Small and mid-sized banks have carried the load, while banks like BAC have cut their small business lending in half. (Yes, BAC is a giant bank)
This is not an indictment of BAC by any means. The company has made strong headway in its stated goals, but now it is time to take this deeper view.
Lending guidelines have changed as well. If the banks are going to lend, they also want pristine conditions. The problem is that this could hamper further expansion of revenues and profits. That in turn could hinder share price appreciation.
Lending standards have tightened and demand has increased, but the banks are not lending, no matter what the talking heads tell you. (See the previous chart)
I sold BAC when the share price was in the $9.75 range per share. I do not believe that the current share price of $10.61 is in trouble, I believe that it just might be dead money until the Fed lets up a bit.

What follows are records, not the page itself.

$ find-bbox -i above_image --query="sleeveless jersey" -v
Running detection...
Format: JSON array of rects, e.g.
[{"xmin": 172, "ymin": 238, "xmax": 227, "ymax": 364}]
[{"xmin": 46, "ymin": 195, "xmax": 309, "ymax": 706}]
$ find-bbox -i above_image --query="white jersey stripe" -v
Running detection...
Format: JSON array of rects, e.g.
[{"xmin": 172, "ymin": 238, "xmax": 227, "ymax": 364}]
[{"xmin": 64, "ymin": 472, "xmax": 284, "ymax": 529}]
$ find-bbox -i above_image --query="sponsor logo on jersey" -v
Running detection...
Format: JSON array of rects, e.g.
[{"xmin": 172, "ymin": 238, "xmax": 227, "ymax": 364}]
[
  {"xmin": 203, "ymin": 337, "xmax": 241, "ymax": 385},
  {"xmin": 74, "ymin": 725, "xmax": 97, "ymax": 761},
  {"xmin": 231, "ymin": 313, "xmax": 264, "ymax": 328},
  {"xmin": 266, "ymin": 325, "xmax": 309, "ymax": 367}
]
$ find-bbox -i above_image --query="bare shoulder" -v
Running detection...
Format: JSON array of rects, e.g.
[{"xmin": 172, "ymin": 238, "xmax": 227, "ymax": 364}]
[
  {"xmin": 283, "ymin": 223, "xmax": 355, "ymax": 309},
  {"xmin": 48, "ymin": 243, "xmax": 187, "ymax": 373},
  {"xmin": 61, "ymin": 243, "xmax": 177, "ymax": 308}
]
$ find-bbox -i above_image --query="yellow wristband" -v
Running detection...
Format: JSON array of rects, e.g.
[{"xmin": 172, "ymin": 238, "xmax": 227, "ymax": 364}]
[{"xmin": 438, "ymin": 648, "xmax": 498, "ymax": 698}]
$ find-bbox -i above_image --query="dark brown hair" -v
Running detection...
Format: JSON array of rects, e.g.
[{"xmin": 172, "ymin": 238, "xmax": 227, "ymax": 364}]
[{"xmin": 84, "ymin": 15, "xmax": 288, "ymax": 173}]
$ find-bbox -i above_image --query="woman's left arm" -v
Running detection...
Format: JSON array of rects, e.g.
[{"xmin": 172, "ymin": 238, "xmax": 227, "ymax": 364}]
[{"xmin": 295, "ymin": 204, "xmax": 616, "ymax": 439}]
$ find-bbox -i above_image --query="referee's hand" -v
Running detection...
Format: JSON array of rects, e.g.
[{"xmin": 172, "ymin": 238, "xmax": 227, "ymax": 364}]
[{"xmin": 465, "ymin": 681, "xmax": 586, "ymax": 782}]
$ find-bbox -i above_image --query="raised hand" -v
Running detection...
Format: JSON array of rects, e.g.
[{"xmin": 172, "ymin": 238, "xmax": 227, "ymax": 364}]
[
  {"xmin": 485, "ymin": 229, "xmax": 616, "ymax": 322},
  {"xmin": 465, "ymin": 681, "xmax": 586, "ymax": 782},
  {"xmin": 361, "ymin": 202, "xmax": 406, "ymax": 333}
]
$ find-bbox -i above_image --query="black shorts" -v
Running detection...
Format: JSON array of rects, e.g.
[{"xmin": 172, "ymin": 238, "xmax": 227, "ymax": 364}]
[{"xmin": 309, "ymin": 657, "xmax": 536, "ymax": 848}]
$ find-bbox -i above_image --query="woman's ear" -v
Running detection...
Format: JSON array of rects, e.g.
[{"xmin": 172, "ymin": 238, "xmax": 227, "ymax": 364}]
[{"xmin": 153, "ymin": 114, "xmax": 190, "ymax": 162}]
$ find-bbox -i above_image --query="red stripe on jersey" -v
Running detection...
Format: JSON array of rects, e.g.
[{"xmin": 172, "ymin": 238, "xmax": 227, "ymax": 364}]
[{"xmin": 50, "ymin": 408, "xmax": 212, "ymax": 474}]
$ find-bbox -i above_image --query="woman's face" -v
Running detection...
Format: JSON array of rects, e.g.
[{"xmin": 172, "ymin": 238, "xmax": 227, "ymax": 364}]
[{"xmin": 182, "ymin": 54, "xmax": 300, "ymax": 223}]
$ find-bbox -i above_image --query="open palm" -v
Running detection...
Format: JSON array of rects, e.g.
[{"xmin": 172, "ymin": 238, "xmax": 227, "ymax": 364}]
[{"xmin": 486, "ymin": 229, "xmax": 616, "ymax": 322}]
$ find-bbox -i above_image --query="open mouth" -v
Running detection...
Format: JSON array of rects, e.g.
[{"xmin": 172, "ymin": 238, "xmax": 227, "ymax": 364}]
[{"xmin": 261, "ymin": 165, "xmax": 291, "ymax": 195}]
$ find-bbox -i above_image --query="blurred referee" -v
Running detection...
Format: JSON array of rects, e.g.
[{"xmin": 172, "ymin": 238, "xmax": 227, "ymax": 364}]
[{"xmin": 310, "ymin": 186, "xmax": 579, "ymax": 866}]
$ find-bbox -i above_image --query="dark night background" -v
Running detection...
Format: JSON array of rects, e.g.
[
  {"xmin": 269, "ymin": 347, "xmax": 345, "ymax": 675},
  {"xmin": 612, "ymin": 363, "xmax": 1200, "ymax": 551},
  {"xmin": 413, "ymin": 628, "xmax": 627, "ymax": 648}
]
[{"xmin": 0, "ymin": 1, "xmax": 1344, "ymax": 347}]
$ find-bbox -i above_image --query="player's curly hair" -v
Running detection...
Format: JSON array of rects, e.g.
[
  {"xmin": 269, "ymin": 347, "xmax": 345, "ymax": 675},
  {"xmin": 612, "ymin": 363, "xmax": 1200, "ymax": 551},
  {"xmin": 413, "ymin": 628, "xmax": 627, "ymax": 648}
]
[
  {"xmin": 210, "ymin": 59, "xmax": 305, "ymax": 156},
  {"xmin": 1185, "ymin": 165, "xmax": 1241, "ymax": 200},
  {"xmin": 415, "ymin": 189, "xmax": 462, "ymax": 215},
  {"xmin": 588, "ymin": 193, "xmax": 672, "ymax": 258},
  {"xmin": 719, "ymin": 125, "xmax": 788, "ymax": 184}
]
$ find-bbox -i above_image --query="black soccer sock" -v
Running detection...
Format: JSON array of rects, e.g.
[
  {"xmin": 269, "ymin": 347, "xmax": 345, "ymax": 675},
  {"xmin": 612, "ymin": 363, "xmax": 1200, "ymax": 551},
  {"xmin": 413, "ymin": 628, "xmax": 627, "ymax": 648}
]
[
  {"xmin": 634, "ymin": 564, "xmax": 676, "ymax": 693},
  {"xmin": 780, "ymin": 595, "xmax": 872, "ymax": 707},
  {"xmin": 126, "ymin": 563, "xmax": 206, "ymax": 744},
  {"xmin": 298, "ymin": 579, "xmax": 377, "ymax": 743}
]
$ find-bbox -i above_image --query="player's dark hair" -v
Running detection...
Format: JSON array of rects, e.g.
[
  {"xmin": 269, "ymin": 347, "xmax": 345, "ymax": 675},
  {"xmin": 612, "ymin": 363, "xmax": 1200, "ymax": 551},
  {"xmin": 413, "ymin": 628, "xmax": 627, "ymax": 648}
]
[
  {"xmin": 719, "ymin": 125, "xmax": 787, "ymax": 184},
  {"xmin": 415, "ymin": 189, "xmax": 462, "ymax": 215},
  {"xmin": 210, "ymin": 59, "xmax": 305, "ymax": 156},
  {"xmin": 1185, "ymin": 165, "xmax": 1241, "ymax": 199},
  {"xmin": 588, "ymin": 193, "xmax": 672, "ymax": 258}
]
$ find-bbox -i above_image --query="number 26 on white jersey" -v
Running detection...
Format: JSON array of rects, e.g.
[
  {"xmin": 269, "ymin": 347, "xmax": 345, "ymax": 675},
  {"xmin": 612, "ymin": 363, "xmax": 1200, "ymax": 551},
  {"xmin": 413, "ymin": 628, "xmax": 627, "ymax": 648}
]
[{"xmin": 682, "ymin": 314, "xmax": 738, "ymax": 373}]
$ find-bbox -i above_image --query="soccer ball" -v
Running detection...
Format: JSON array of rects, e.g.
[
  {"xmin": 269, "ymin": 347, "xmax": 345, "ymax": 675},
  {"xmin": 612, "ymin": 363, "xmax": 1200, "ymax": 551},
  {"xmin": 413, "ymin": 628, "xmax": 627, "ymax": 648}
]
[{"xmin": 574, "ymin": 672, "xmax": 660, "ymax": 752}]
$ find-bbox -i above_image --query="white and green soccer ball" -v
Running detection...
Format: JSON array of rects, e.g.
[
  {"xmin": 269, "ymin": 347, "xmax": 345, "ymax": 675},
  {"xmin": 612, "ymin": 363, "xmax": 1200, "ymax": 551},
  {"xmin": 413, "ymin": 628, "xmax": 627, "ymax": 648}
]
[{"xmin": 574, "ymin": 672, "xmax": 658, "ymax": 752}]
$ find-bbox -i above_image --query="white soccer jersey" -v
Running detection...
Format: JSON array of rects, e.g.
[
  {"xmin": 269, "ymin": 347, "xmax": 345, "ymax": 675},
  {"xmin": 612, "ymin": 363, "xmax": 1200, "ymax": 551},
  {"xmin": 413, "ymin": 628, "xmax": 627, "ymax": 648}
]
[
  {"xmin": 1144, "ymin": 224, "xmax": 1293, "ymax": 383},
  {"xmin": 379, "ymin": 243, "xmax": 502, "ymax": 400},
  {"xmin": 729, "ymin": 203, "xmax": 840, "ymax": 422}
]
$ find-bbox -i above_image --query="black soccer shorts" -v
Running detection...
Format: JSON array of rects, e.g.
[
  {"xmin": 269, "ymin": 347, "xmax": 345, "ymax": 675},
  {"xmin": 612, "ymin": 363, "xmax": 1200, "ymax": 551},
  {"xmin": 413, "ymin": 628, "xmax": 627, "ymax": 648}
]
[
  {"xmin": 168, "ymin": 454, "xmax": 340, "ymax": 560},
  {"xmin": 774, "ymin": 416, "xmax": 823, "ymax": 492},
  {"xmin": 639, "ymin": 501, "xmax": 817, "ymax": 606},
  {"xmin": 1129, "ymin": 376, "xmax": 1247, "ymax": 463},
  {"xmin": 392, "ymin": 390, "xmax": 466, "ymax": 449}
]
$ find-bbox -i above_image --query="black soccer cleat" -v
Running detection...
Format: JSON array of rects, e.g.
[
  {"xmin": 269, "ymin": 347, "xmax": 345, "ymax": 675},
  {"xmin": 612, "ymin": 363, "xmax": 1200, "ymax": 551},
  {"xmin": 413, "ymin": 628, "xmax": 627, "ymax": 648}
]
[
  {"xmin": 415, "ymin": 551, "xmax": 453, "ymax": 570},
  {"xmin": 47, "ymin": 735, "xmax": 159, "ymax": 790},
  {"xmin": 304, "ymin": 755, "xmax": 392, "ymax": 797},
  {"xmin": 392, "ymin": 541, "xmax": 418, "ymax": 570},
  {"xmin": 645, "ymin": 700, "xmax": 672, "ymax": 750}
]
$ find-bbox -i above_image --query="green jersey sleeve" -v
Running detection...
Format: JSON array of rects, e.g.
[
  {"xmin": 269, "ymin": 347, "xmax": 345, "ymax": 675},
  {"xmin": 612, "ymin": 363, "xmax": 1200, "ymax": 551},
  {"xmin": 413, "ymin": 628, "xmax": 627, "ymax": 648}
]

I believe Bank of America has reached an inflection point. The company can continue doing what it's doing and making small bank profits, but the top line and the bottom line might not be able to grow until the company begins lending and taking on more risk. This chart shows what has been going on in various lending and loan balances:
All metrics are down, and while there has been some rebounding, I think the Fed has once again drawn a line in the sand.
Thusly, in less than 12 months the share price has doubled. Rather than sitting with dead money for 2013, (do not dismiss the selling pressure of the fiscal cliff and year end tax selling either, folks) why not put that money to work in other opportunities?
I think taking profits right now might be healthy for your portfolio.